30. Bölüm ❲Muhtemelen❳

550 93 102
                                    

(hatirlarsaniz hyunjin'in ragnar'i yakalayisinin 3 saat oncesini anlatiyordum birazdan simdiki zamani anlatacagim.)

Hyunjin, Siwon'un malikanesinin patika yoluna saptığında elini cebine atıp telefonunu çıkardı ve Siwon'un numarasını tuşladı. Tam tahmin ettiği gibi tek çalışta açılmıştı.

"Alo, hyung patikaya saptım, kırmızı spor bir arabayla geliyorum. Seninle konuşmam gerek."

"Tamam Jinnie, seni bekliyorum." diyip konuşmalarını bitirdiler.

Hyunjin Siwon'a gelmeden önce hep haber verirdi çünkü bir kale gibi korunan malikanesine farklı bir arabayla elini kolunu sallayarak giremezdi. Girerse de kevgire dönerdi. Ormanlık alanın içine gizlenmiş kameralarla çoktan Hyunjin'i gördüklerine emindi.

Malikanenin normalde sarmaşıklarla kaplı ama bu mevsimde yalnız kuru dalları kalmış olan yüksek beton duvarlarını gördüğünde hızını yavaşlattı. Büyük giriş kapısının önünde her zaman olduğu gibi 6 adam bekliyordu.

İkisi gelen arabayı kontrol eder tanıdık değilse arama yapar, eğer araba temizse kapıda bekleyen iki adama işaret verirlerdi. İşareti alanlar kapıyı açar ve kalan ikisi de arabayı otoparka yönlendirirdi.

Yine aynısı olacaktı fakat Hyunjin arabayı arama faslıyla vakit kaybetmek istemediği için camı açıp kapıdakilere baş selamı verdi. Tanıdık simayı gören ikili direkt kapılara asılıp sürüklemeye başlamıştı. Kuru sarmaşık dallarının sardığı büyük demir kapı gürültüyle açıldı.

Hyunjin'i boş bir park yerine yönlendiren ikili Hajoon ve Hayoon'du. Birbirlerine tek yumurta ikizi kadar benzeyen izbandut kılıklı ikiliyi Siwon yanından hiç ayırmazdı. İkili Siwon'un sağındaki ve solundaki yerlerini alır, iri yapıları sayesinde Siwon'un kabadayı kimliğini güçlendirirlerdi.

Siwon'un yıllardır yanından ayırmadığı en güvendiği iki adamıydı Hajoon ve Hayoon. Haliyle Hyunjin'in de öyleydi. Siwon onları muhtemelen Hyunjin'i karşılamaları için kapıya dikmişti. Hyunjin'in başının dertte olduğunu biliyordu.

Hyunjin kontağı kapatıp almak için binbir uğraşlar verdiği anahtarı yerinden çıkardı. Binerken yan koltuğa fırlattığı telefonunu da alacakken aklına gelen kurnazca fikirle sırıtmıştı.
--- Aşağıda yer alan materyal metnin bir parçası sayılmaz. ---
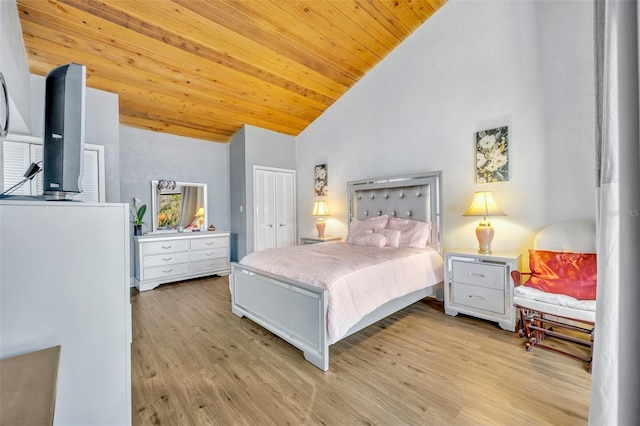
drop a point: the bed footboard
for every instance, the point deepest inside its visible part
(294, 311)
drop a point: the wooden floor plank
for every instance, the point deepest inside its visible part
(195, 363)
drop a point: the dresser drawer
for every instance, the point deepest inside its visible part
(478, 297)
(207, 243)
(209, 254)
(479, 274)
(210, 264)
(160, 247)
(165, 259)
(165, 271)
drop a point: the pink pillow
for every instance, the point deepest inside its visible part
(413, 233)
(392, 236)
(369, 239)
(573, 274)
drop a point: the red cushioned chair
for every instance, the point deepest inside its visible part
(558, 297)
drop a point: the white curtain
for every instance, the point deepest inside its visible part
(190, 202)
(615, 389)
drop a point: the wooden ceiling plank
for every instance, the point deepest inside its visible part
(235, 17)
(197, 103)
(138, 59)
(335, 20)
(204, 31)
(175, 40)
(308, 21)
(175, 130)
(352, 10)
(155, 83)
(289, 28)
(380, 15)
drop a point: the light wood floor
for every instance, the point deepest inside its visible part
(195, 363)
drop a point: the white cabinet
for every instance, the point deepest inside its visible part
(480, 285)
(64, 280)
(164, 258)
(274, 204)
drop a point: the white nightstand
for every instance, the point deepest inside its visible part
(480, 285)
(314, 240)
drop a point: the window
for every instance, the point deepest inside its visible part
(20, 151)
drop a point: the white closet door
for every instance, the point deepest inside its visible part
(265, 209)
(285, 209)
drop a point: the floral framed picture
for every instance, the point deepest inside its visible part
(492, 155)
(321, 180)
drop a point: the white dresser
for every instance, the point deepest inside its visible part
(480, 285)
(165, 258)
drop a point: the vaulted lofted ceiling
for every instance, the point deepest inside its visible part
(203, 68)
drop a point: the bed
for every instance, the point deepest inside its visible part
(302, 304)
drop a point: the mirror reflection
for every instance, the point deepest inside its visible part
(178, 206)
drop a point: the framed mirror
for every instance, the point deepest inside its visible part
(178, 206)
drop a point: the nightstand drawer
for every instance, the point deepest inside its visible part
(478, 297)
(479, 274)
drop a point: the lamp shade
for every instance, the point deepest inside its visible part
(484, 205)
(320, 208)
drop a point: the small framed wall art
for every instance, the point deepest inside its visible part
(321, 180)
(492, 155)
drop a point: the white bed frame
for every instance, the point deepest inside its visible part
(297, 312)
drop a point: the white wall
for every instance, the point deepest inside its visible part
(472, 66)
(14, 67)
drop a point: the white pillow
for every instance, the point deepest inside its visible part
(392, 236)
(368, 239)
(366, 226)
(357, 232)
(372, 223)
(413, 233)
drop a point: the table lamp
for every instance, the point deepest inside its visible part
(320, 209)
(484, 205)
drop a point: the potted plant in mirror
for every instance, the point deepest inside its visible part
(138, 216)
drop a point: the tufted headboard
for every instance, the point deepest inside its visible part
(416, 197)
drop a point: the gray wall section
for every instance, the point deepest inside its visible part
(146, 155)
(255, 146)
(238, 212)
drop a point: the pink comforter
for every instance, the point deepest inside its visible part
(359, 279)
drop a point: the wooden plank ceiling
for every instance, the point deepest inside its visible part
(203, 68)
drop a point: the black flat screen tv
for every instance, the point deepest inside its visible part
(63, 143)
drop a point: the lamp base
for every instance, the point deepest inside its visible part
(320, 226)
(484, 233)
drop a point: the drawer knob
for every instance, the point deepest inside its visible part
(475, 274)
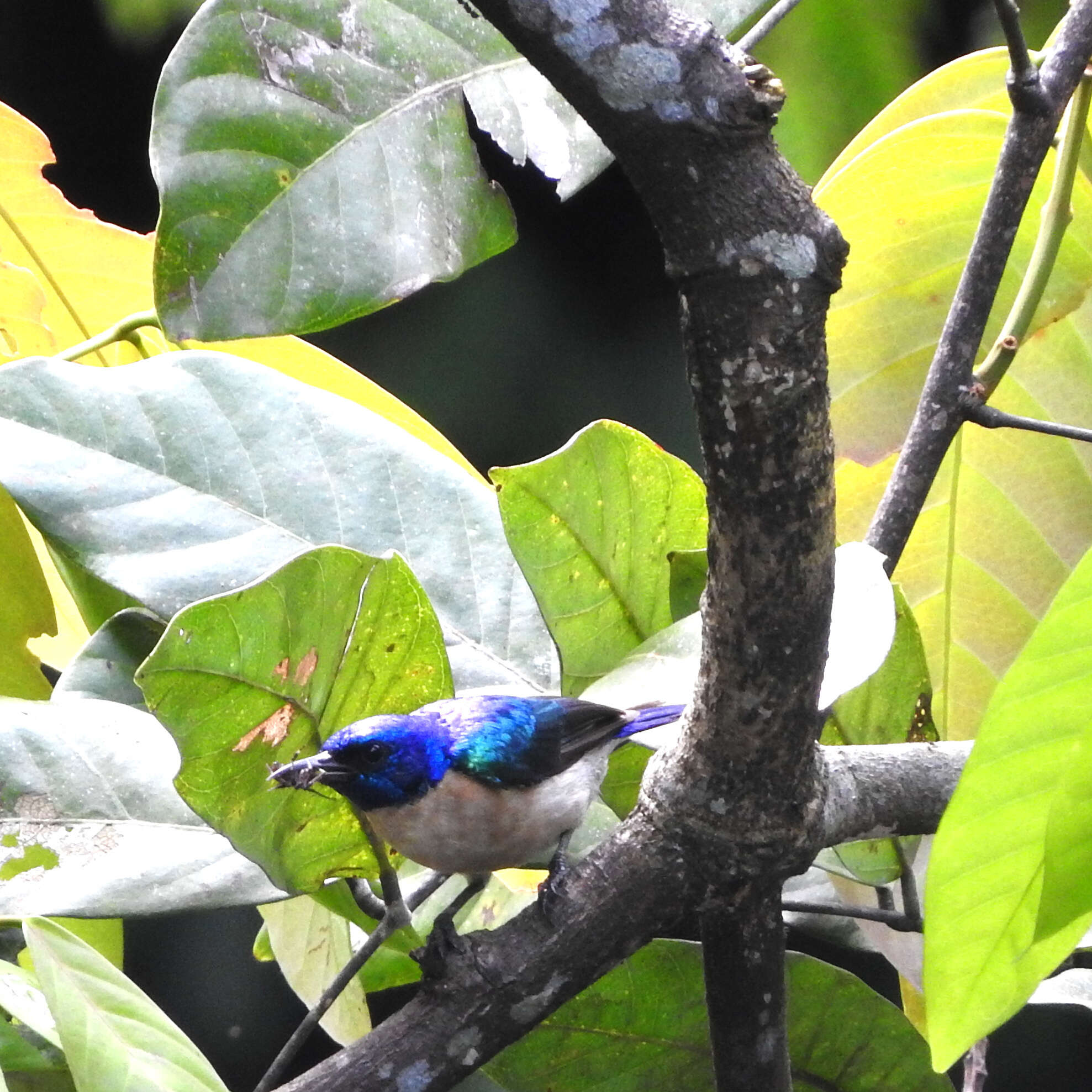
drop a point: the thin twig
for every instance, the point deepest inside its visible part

"Bakalım aklın yüzünden mi bu kadar özgüvenlisin yoksa özgüvenin yüzünden mi akıllı olduğunu sanıyorsun kırmızı kafa." diyip telefonu arabada bıraktı.

Arabadan iner inmez Hajoon her zamanki gibi "Hoş geldin prenses." diyerek karşılamıştı siyah saçlıyı. Hyunjin de alışkınlıklarını bozmadan Hajoon'un pazusuna bir yumruk indirip "Kimmiş prenses?" dedikten sonra birbirlerine uzun uzadıya sarıldılar.

Arabanın sağında kalan Hayoon seslice boğazını temizleyip onlara ayrılmalarının sinyalini vermişti bile. İkili ayrılınca "Evine hoş geldin Hyunjin." diyerek karşıladı Hayoon.

"Hoş buldum hyung."

Hyunjin, Hayoon temastan hoşlanmadığı için müteşekkirdi, uzaktan onları izliyordu. Karşılanması bitince yapması gerekenleri hatırlayıp konuşmaya başlamıştı uzun boylu. Kırmızı saçlının uyanık olması ihtimaline karşı ses tonunu düşürmüş, Hajoon'un kulağına eğilmişti.

"Hyung bagajda bir paket var. Zor bir paket, akıllı da. Ben sıkıca bağladım ama siz gevşetin. Bırakın kaçsın. Hatta kendisi kaçabildiğini sansın. Peşine de birkaç adam takıp gittiği yeri bana bildirin. Adını, soyadını, işini, bağlantılarını da bulun."

Hajoon siyah saçlının sözleri biter bitmez onu onaylayıp işe koyulmuştu. Hyunjin sesini yükseltip arabanın sağında büyük bir sakinlikle ona emir vermesine bekleyen Hayoon'a döndü.